We started working with what we had. We knew that there was an amazing technological institute in Massachusetts, set up by the Fab Labs in 2003. There are currently 456 Fab Labs in 71 different countries and we saw that there were also some in our cities, where people could make projects and whatever from the resources they were given. And Barcelona also had a network of social places to boost energy and creativity. So we started thinking about what the network of Atheneums in Barcelona had to be. Our assignment was to create a Fab Lab for machines; but it already existed and in fact the most important thing about the Fab Atheneums is the people.
The name Atheneum comes from Ancient Greek: places where people gathered and learnt and shared what they knew. Moreover, the Atheneum’s philosophy is that you must upload information about your product on the net, so that other people can benefit from it too.
So our main aim was to make digital production more available to citizens as soon as possible. The outreach of 3D is amazing; it can even change markets. But the Atheneum is based on people. There are machines, laboratories where experiments can be made, but it’s people, not technologists, who decide what is to be done.
The initial procedure has been the traditional one: we don’t have huge aims, but they are realistic. The more publicity and knowledge the better, because this is the future. When we started in the 80’s I remember that we played tapes, and TVs were so enormous … and now after 30 years we have cinemas, libraries … So if in 30 years we have made such a lot of progress, I guess with 3D technology it will be even faster. It’s true that at the moment production takes many hours, but who knows …
Our second aim is to support all the projects that come to us, as long as they have some kind of social nature: from projects we can upload on the net to be copied by others, to projects that have something to do with a particular sector, for instance children with disabilities.

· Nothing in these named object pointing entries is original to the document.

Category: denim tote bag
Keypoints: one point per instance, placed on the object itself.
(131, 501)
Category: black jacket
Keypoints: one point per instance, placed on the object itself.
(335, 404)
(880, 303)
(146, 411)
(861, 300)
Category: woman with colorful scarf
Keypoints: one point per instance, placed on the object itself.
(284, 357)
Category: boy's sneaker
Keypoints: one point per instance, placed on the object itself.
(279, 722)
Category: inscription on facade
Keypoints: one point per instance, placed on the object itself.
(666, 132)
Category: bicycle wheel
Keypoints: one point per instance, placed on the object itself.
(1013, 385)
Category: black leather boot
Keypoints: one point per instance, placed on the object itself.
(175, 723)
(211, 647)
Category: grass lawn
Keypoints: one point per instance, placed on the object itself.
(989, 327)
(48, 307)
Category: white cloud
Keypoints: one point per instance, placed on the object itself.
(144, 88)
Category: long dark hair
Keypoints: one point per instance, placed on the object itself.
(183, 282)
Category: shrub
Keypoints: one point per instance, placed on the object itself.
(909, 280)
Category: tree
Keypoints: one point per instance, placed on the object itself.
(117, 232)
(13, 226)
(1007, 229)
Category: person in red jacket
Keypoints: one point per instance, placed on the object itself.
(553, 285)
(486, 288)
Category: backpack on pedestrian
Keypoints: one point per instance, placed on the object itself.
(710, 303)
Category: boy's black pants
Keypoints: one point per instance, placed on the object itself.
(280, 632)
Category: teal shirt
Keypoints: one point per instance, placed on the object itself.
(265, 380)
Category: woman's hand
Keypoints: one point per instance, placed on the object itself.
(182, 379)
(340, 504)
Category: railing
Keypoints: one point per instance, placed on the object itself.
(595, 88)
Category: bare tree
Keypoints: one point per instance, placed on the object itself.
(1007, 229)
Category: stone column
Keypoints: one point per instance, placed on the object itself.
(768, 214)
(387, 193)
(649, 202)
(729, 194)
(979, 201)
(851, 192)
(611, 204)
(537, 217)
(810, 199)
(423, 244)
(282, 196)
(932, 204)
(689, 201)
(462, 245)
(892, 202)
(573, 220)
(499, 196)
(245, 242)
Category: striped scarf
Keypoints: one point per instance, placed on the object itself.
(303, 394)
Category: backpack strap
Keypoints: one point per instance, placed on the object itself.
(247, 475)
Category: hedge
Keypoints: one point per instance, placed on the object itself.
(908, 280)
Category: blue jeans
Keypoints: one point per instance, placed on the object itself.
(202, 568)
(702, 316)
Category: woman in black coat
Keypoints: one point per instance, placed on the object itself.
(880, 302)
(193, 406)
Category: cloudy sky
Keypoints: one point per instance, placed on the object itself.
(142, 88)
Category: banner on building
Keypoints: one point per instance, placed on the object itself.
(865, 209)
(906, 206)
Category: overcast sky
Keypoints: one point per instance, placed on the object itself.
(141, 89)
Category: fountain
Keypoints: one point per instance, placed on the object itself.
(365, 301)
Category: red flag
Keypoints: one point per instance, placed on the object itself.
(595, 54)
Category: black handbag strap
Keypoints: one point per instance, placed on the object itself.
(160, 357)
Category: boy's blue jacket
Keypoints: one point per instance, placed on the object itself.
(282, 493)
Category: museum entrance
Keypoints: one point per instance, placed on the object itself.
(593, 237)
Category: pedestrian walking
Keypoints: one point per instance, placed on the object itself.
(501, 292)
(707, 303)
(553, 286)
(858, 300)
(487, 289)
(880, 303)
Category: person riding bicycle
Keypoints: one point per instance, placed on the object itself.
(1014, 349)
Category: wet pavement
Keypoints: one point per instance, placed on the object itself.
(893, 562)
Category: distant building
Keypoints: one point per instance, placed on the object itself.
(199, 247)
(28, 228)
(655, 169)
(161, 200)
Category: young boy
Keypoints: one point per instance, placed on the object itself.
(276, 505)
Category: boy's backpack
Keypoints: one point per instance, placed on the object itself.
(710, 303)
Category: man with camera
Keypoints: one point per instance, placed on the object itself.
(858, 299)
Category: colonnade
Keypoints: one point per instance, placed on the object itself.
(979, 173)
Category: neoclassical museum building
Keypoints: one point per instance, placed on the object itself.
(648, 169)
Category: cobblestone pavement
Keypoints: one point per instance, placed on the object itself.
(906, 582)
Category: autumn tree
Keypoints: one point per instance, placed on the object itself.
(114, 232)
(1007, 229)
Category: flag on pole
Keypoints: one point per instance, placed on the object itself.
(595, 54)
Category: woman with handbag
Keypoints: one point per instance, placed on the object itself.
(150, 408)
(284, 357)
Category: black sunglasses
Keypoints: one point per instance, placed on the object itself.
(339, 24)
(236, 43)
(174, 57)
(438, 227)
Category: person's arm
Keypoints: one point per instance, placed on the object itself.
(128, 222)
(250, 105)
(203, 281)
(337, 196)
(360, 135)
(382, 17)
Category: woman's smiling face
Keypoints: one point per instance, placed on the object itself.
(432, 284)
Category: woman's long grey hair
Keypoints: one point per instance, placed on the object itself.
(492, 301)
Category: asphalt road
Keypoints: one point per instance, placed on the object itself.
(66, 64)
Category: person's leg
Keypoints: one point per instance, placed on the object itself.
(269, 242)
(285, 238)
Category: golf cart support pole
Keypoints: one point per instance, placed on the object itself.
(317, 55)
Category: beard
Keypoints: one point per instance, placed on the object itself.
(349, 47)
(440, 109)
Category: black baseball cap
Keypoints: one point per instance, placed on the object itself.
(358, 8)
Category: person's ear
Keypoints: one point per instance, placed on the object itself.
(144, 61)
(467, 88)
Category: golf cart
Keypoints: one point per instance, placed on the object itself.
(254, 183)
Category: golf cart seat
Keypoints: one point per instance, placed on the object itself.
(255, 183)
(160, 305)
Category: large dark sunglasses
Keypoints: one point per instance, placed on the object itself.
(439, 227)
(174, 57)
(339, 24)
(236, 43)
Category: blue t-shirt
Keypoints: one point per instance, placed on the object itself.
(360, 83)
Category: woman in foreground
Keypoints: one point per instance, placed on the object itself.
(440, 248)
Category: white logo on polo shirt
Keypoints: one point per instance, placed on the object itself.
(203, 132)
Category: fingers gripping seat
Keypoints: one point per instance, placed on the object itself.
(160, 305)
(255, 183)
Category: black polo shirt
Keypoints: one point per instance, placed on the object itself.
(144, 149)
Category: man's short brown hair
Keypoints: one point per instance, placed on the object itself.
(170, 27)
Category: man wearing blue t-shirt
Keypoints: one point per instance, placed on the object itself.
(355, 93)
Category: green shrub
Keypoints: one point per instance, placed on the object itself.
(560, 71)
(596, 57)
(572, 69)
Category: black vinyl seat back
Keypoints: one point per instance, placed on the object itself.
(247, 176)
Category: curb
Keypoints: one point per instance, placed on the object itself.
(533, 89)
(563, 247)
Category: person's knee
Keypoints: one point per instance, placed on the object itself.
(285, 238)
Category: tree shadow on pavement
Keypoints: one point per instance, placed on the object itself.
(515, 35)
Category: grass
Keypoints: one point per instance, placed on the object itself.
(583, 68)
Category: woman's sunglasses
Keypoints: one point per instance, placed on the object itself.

VP: So someone from the Les Corts district who has a technological problem can come here and suggest a solution?
JR: Yes, they come and describe the problem, and then we must check whether the project is possible from three points of view: its technical viability, which means we have the apparatus and the staff needed to do such a project; its economic viability, so we must have the money to finance it in case the people interested run out of money and there are no sponsors; and thirdly, its social viability – if the project is only for you, this place is not for you. It must be possible for everybody to benefit from it. A municipal and public project must fulfill these conditions.
VP: So do the Atheneums have only public money, as they are public projects, or are there also private sponsors?
JR: As you know, we are now at the pilot stage with the Atheneum in Les Corts, which has existed for a year. Currently there are 3 other Atheneums: Ciutat Meridiana, Parc Tecnològic and Fàbrica del Sol. The task was the development of the Atheneums, but not just the buildings, the whole project.
The capital expenditure on equipment is 200.000€ a year. So if there are 10 Atheneums in Barcelona we are talking about 2,000,000 a year. This is going to have to come from other places. We are looking for sponsorship. We must look for private sponsors. Obviously if the project works and is successful, everyone will agree that it must be financed with public money, like a library or a school. But it’s true that the country has never had much money … so we have to find other ways to make this project work. And if we are making it work it’s to encourage companies to follow us and get updated, to move into this new world of machinery and innovation. The day other cities of the world copy the Barcelona project, we will have won!
VP: A final message?
JR: These are our final aims: to generate motivation among youngsters to make a social impact, to generate start-ups, companies which can create jobs in the city, and to link all these projects to the citizens.